Search code examples
apiaudiosignal-processingphoneme

API to break voice into phonemes / synthesize new speech given speech samples?


You know those movies where the tech geeks record someone's voice, and their software breaks it into phonemes? Which they can then use to type in any phrase, and make it seem as if the target is saying it?

Does that software exist in an API Version? I don't even know what to Google.


Solution

  • There is no such software. Breaking arbitrary speech into its constituent phonemes is only a partially solved problem: speech-to-text software is still imperfect, as is text-to-speech.

    The idea is to reproduce the timbre of the target's voice. Even if you were able to segment the audio perfectly, reordering the phonemes would produce audio with unnatural cadence and intonation, not to mention splicing artifacts. At that point you're getting into smoothing, time-scaling, and pitch correction, all of which are possible and well-understood in theory, but operate poorly on real-world data, especially when the audio sample in question is as short as a single phoneme, and further when the timbre needs to be preserved.

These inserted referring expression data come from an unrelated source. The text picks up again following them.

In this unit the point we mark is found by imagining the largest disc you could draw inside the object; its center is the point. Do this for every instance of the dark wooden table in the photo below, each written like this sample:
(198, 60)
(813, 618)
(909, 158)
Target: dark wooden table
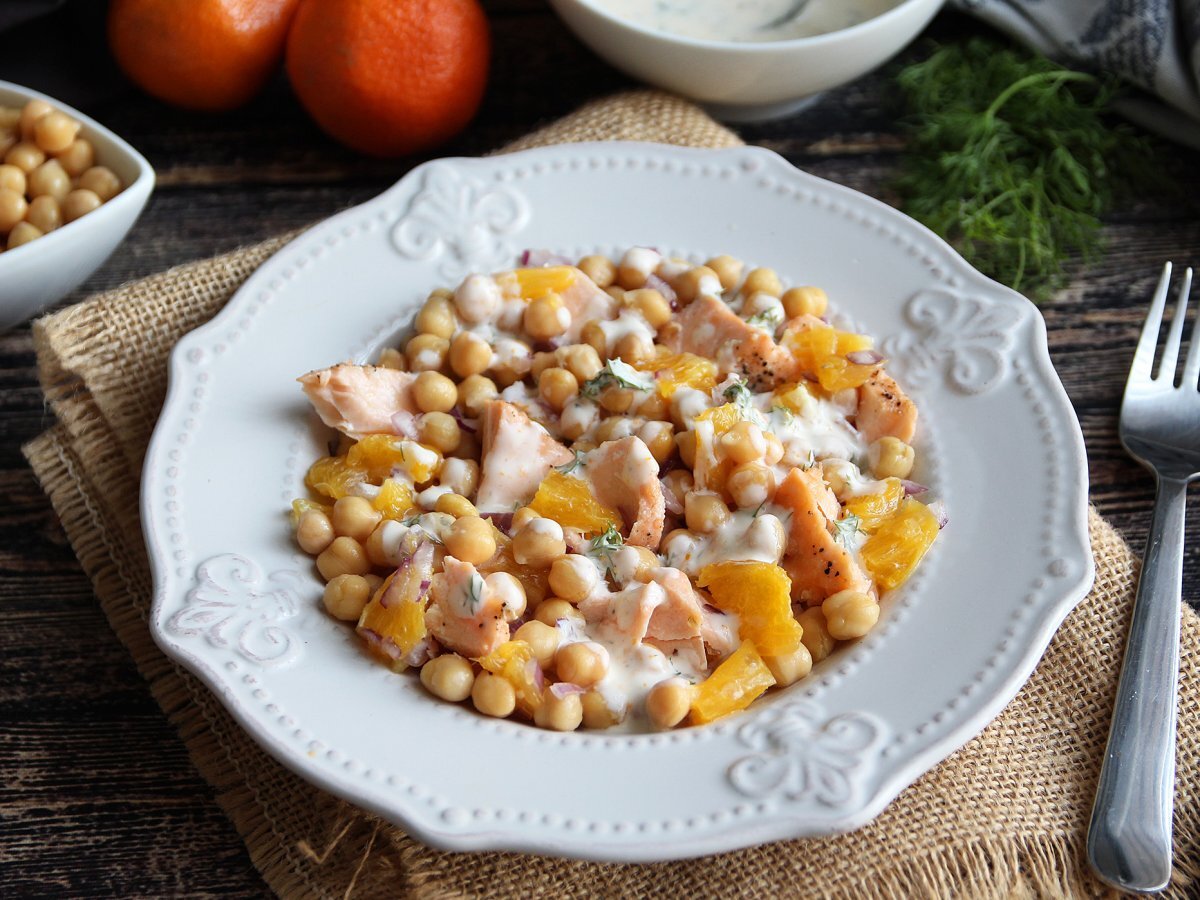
(97, 793)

    These problems are compounded on the phonetic side by allophonic variation in sounds based on accent and surrounding phonemes; in order to faithfully produce even a low-quality approximation of the audio, you'd need a detailed understanding of the target's language, accent, and speech patterns.

    Furthermore, your ultimate problem is one of social engineering, and people are not easy to fool when it comes to the voices of people they know. Even with a large corpus of input data, at best you could get a short low-quality sample, hardly enough for a conversation.

    So while it's certainly possible, it's difficult; even if it existed, it wouldn't always be good enough.